Vous comprendrez, chers collègues, l’approche de notre groupe sur ces missions importantes. Il ne s’agit pas de dépenser plus, mais de dépenser mieux ; de favoriser l’action du Parlement et de lui permettre d’assurer ses missions de contrôle et d’évaluation indispensables à la démocratie ; de maîtriser les dépenses de l’Élysée, comme chacun s’y était engagé. Il s’agit enfin de nous donner les moyens de répondre à l’objectif de raccourcir les délais d’attente des demandeurs d’asile.
Sans moyens à la mesure de tous ces sujets, nous ne pourrons que constater que la volonté affichée ne suffit pas. (Applaudissements sur les bancs du groupe SOC.) La parole est à M. Michel Zumkeller, pour le groupe UDI, Agir et indépendants. Monsieur le président, monsieur le ministre, mesdames et monsieur les rapporteurs, mes chers collègues, nous sommes aujourd’hui appelés à nous prononcer sur les crédits des missions « Conseil et contrôle de l’État », « Pouvoirs publics », « Direction de l’action du Gouvernement » et « Investissements d’avenir » pour l’année 2019.
Les crédits de la mission « Pouvoirs publics » restent au même niveau qu’en 2018. Les dotations de l’État poursuivent ainsi la trajectoire « zéro augmentation en volume », ce qui est à saluer. Le budget des deux assemblées est stabilisé depuis cinq ans : 517 millions d’euros pour l’Assemblée nationale et 323 millions pour le Sénat, soit près de 84 % des crédits de la mission.
Toutefois, il faut rappeler que l’équilibre de ces budgets n’est permis que par des prélèvements sur les réserves. Une telle situation nous amène à nous poser la question de la rationalisation des dépenses et de la réorganisation des services. Non seulement les réserves ne sont pas inépuisables, mais il est surtout indispensable, à un moment où des efforts sont demandés à nos concitoyens, que nous puissions montrer l’exemple avec la gestion quotidienne de nos assemblées.
La diminution du nombre de parlementaires, si elle est mise en œuvre, n’aura pas d’impact dans la mesure où le Gouvernement a promis que les économies dégagées serviraient à améliorer la qualité du travail du Parlement et – espérons-le – à créer un office parlementaire du budget chargé d’assister les parlementaires des deux chambres dans leur travail.

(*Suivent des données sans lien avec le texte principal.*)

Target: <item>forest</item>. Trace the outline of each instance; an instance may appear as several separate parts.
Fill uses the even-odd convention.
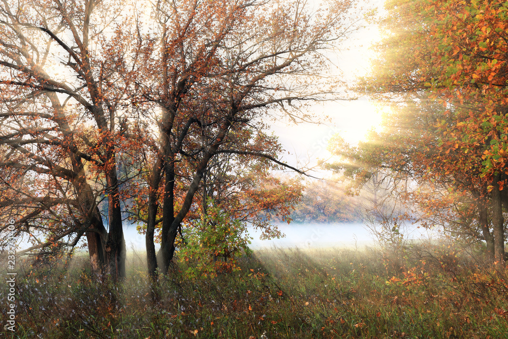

Monsieur le ministre, pouvez-vous nous éclairer sur la vision du Gouvernement concernant le niveau de la dotation de l’État et la dynamique de l’évolution des charges des assemblées parlementaires, laquelle nous paraît difficilement compatible avec l’exigence d’un budget équilibré ?
Nous saluons la hausse de crédits de la mission « Conseil et contrôle de l’État », qui va permettre notamment la diminution des délais de traitement du contentieux relatif à la Cour nationale du droit d’asile par la création d’emplois et de chambres de jugement. Néanmoins, nous nous interrogeons sur la baisse d’environ 8 % de la dotation du programme 340, relatif au Haut Conseil des finances publiques.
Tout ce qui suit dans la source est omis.